Using Built-In Models

The built-in models of pyTigerGraph aim to enable developers to quickly get a graph machine learning model training using the data hosted in the TigerGraph database. There are two ways to train models, using the model’s fit() function, or using the Trainer. Both will be shown in the examples below. The .fit() method is less flexible, but easier to use, while the Trainer allows for more flexibility.

Homogeneous Vertex Classification using GraphSAGE and .fit()

In this example, we are going use the GraphSAGEForVertexClassification model and it’s .fit() function. The dataloader definition takes advantage of the factory function producing multiple dataloaders when multiple filters are defined. After training for 5 epochs, we also get a batch for inference and use the .predict() function of the model to perform the inference.

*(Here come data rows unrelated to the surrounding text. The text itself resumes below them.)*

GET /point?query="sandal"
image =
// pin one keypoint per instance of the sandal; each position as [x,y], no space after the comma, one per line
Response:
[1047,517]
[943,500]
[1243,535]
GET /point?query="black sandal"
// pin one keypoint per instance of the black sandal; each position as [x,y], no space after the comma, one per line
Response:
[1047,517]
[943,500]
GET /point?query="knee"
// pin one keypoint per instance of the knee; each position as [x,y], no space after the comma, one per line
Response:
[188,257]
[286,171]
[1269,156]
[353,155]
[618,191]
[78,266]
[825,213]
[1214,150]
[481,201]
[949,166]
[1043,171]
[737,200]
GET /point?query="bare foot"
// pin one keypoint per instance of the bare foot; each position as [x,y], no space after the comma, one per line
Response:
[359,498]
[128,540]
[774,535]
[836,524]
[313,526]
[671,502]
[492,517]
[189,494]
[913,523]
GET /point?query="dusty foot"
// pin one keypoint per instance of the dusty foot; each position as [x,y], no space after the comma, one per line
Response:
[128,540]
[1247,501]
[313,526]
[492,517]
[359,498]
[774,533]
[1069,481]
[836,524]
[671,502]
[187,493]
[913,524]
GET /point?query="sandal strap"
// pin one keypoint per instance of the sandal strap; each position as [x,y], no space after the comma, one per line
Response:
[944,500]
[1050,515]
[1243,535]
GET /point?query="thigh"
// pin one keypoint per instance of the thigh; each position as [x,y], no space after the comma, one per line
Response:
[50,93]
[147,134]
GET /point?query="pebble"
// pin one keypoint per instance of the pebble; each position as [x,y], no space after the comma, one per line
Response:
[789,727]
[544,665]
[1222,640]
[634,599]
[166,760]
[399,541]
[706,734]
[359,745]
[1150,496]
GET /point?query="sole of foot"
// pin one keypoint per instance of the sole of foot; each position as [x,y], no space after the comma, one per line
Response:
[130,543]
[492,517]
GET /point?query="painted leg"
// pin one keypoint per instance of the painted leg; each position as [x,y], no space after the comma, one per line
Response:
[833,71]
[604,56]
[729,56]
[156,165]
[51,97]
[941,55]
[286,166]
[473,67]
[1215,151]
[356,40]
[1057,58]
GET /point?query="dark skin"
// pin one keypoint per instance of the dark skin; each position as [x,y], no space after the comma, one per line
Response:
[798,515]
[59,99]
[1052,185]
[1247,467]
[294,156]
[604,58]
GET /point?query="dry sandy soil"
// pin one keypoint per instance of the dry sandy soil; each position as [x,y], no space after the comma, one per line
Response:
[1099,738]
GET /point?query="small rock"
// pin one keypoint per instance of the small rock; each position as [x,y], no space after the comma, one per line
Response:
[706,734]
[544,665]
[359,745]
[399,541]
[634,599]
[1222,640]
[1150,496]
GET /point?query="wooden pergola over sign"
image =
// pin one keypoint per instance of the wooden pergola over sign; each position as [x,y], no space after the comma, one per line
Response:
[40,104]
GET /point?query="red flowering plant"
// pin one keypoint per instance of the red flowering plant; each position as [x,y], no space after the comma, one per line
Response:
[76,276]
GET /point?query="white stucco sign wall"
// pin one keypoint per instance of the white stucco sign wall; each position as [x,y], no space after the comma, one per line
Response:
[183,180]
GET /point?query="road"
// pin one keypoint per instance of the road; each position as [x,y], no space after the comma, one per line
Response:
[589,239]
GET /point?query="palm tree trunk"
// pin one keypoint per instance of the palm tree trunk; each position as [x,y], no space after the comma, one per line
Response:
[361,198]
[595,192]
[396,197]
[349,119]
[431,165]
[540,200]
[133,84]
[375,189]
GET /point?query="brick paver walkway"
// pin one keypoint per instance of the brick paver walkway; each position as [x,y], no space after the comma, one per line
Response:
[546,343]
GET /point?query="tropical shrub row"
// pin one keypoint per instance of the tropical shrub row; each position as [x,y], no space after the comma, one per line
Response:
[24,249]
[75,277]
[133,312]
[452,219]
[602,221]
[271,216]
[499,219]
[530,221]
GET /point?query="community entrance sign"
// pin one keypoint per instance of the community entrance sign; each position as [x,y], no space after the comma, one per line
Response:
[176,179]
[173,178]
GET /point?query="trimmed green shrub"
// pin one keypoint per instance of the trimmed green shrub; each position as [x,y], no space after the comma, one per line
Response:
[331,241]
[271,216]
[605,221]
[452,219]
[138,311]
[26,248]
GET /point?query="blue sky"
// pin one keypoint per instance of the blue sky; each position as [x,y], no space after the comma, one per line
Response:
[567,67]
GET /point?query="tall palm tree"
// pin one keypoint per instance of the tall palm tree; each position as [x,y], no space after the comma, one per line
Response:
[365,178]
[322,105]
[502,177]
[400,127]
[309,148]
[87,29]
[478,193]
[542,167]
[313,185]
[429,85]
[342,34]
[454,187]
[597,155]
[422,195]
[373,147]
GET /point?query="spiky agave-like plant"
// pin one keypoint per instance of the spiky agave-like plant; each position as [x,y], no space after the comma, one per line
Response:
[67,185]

from pyTigerGraph.gds.models.GraphSAGE import GraphSAGEForVertexClassification
from pyTigerGraph import TigerGraphConnection
import torch

conn = TigerGraphConnection("https://your_domain.i.tgcloud.io", "Ethereum", username="user_1", password="MyPassword1!")
conn.getToken(conn.createSecret())
print("Connected!")
train_loader, valid_loader, infer_loader = conn.gds.neighborLoader(
    v_in_feats=["in_degree","out_degree","send_amount","send_min","recv_amount","recv_min","pagerank"],
    v_out_labels=["is_fraud"],
    v_extra_feats=["is_training", "is_validation"],
    output_format="PyG",
    batch_size=512,
    num_neighbors=10,
    num_hops=2,
    filter_by = ["is_training", "is_validation", ""],
    shuffle=True,
    timeout=600000
)

gs = GraphSAGEForVertexClassification(num_layers=2,
                                        out_dim=2,
                                        dropout=.2,
                                        hidden_dim=128,
                                        class_weights=torch.FloatTensor([1.0, 15.0]))

gs.fit(train_loader, valid_loader, number_epochs=5)

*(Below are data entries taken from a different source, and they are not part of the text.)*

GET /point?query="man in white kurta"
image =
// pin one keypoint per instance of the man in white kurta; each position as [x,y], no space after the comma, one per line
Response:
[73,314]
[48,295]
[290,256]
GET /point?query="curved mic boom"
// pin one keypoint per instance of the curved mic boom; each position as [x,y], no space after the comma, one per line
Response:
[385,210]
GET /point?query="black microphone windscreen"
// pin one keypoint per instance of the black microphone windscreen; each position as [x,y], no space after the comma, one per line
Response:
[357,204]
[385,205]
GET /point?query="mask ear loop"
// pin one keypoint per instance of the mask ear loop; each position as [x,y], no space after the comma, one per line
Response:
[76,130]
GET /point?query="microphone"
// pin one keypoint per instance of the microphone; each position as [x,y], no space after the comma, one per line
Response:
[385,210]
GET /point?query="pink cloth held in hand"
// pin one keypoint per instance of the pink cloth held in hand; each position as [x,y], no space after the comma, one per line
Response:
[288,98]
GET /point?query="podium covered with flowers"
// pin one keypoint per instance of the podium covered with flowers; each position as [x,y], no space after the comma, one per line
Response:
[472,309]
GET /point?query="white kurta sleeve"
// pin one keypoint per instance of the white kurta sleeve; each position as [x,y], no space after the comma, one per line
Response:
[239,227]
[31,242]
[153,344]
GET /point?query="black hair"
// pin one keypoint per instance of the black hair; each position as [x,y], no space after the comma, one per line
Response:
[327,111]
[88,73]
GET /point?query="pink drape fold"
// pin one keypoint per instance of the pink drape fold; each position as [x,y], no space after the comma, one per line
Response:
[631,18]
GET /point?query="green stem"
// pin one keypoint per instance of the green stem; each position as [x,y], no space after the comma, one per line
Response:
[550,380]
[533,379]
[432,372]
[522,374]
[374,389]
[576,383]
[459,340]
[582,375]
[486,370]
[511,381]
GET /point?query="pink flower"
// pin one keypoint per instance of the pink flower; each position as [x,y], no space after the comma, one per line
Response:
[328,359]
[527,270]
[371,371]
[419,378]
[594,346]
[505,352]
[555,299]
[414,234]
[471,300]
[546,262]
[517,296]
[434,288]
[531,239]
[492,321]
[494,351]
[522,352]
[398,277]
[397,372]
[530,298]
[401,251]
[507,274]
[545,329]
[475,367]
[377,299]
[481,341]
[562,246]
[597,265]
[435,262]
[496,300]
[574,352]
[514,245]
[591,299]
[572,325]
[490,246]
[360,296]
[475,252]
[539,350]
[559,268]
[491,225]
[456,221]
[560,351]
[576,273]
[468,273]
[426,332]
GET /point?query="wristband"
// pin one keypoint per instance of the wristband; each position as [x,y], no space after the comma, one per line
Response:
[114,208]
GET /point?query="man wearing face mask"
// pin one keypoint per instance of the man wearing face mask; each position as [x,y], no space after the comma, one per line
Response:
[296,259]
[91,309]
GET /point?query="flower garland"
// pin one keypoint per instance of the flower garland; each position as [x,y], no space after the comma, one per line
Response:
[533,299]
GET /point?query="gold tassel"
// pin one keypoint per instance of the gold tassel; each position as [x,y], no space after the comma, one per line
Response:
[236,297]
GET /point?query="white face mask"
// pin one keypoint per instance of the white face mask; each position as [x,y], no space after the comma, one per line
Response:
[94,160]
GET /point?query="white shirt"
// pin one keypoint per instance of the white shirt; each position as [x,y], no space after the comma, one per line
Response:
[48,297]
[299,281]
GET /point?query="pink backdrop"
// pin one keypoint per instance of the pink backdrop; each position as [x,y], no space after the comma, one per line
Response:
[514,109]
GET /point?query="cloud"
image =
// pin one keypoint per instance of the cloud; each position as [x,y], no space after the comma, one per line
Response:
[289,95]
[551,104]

inference_batch = infer_loader.fetch([{"type": "Account", "primary_id": "0x4579ed7fefb118026040a6f94dcce4a0091c7199"},
                                      {"type": "Account", "primary_id": "0xdf9e9c6f8a3d4bc2989e722d4ad526e98f56a429"}])

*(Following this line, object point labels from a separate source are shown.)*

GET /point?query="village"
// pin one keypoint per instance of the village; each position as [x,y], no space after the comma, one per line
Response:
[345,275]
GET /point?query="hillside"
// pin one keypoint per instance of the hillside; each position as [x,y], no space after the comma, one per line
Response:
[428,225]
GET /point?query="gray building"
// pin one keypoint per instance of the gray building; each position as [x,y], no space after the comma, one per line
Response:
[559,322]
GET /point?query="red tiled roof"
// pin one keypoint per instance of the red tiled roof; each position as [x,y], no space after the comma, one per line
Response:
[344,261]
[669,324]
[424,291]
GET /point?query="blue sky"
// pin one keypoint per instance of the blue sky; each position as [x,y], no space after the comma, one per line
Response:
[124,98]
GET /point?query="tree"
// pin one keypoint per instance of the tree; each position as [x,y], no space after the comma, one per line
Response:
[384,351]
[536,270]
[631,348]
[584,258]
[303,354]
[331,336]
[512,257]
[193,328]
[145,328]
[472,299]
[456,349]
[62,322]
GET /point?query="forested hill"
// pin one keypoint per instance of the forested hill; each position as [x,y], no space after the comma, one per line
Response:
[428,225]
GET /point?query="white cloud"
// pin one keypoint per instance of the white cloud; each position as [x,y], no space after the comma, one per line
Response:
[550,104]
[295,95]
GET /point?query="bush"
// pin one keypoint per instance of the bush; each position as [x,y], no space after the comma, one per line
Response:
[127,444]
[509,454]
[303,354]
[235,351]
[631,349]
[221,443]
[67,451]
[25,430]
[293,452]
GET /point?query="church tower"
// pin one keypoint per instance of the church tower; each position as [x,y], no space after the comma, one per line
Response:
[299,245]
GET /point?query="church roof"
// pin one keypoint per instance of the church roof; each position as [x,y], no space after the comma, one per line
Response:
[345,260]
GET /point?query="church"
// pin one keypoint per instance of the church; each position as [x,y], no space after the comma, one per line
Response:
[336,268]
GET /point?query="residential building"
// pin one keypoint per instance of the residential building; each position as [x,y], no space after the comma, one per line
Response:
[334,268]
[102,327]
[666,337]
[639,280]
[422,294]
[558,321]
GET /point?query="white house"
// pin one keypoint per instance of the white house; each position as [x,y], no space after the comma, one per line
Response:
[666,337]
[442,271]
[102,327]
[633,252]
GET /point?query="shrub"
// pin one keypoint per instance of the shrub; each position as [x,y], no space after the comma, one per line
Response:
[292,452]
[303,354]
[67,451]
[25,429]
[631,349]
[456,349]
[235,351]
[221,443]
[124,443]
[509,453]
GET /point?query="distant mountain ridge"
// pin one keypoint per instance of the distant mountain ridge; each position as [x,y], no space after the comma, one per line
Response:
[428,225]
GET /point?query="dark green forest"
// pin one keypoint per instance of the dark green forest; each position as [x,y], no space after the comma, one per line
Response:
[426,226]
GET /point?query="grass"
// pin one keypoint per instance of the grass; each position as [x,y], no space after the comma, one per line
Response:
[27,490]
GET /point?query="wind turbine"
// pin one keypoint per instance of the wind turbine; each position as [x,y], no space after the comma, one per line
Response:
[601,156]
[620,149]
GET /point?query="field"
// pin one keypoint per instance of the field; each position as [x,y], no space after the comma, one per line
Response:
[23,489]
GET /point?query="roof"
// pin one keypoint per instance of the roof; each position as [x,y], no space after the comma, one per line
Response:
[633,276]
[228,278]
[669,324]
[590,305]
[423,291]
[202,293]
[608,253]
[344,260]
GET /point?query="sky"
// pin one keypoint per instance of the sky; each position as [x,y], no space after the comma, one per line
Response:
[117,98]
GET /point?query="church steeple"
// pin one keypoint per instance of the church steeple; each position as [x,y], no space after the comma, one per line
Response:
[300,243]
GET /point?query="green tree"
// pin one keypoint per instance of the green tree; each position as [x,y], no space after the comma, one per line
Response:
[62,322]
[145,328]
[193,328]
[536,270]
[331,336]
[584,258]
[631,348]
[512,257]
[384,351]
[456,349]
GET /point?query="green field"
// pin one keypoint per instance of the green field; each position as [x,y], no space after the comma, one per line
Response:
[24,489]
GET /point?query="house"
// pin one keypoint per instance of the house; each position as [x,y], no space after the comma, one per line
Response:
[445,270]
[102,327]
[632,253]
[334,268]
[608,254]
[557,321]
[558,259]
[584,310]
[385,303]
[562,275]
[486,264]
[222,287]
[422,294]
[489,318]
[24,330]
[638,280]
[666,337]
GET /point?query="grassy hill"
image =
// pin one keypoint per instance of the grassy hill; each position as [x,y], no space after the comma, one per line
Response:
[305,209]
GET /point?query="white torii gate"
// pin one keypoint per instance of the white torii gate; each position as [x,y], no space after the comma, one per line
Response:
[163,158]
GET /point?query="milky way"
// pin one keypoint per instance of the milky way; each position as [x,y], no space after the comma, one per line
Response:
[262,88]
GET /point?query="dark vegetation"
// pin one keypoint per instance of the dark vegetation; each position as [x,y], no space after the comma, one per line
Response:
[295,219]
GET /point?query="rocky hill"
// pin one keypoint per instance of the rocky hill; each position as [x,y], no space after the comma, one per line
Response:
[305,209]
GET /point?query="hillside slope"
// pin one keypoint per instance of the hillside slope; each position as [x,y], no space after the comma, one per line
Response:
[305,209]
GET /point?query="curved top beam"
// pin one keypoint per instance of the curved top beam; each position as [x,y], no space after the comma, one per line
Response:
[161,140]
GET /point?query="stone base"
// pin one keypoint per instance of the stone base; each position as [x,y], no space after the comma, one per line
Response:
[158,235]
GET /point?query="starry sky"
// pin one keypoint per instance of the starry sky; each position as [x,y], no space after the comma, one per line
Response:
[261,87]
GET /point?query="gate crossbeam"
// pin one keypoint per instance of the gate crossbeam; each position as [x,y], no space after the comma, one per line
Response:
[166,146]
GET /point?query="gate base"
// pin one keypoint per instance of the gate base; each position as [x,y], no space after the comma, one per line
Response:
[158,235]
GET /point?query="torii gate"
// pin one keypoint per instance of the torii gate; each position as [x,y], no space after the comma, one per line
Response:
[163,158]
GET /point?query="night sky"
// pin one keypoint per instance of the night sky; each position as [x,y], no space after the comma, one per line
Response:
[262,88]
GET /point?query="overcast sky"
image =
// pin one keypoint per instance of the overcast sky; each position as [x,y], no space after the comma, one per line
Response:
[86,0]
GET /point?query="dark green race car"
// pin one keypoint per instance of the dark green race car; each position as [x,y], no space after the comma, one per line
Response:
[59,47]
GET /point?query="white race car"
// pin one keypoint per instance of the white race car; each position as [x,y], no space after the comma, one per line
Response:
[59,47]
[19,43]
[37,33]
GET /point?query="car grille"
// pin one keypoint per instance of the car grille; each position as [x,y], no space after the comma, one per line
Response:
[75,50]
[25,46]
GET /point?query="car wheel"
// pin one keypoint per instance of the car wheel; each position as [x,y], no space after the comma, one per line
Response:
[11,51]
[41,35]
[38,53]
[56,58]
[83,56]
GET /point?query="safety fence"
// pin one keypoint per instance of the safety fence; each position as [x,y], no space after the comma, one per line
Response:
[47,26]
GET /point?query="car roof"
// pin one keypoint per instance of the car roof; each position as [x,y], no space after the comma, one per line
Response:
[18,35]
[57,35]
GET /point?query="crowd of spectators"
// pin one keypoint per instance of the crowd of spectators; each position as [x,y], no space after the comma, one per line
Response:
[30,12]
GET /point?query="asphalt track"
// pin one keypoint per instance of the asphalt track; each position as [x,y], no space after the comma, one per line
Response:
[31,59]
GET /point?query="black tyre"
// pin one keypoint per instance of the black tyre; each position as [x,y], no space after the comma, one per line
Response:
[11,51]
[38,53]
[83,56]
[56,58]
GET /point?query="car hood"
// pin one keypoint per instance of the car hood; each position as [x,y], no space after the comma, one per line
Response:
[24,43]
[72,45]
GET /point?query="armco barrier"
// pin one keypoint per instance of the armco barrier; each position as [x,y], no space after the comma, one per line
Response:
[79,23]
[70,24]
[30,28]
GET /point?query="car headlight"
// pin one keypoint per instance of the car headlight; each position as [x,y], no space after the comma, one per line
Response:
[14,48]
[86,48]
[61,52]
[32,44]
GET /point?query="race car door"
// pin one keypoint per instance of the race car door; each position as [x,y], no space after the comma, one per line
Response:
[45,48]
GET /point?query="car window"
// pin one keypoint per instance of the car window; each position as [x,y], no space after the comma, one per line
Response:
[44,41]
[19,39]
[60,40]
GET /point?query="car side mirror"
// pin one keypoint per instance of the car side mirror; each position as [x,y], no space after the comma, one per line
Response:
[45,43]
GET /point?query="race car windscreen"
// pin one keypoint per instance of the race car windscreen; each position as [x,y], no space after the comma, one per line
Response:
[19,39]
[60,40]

print(gs.predict(inference_batch))

Heterogeneous Vertex Classification using GraphSAGE and the Trainer

This time, we will use the Trainer to train our model on a heterogeneous dataset.

from pyTigerGraph.gds.models.GraphSAGE import GraphSAGEForVertexClassification
from pyTigerGraph.gds import Trainer
from pyTigerGraph import TigerGraphConnection

conn = TigerGraphConnection("https://your_domain.i.tgcloud.io", "imdb", username="user_1", password="MyPassword1!")
conn.getToken(conn.createSecret())

train_loader, valid_loader, test_loader = conn.gds.neighborLoader(
    v_in_feats={"Movie": ["x"], "Actor": ["x"], "Director": ["x"]},
    v_out_labels={"Movie": ["y"]},
    v_extra_feats={"Movie": ["train_mask", "val_mask", "test_mask"]},
    output_format="PyG",
    batch_size=256,
    num_neighbors=10,
    num_hops=2,
    shuffle=True,
    filter_by=[{"Movie":"train_mask"}, {"Movie": "val_mask"}, {"Movie": "test_mask"}]
)

print(train_loader.metadata())

gs = GraphSAGEForVertexClassification(2, 3, 256, .2, train_loader.metadata())
trainer = Trainer(gs, train_loader, valid_loader)
trainer.train(5)

Now, we are going to train a link prediction model using GraphSAGE and the Trainer.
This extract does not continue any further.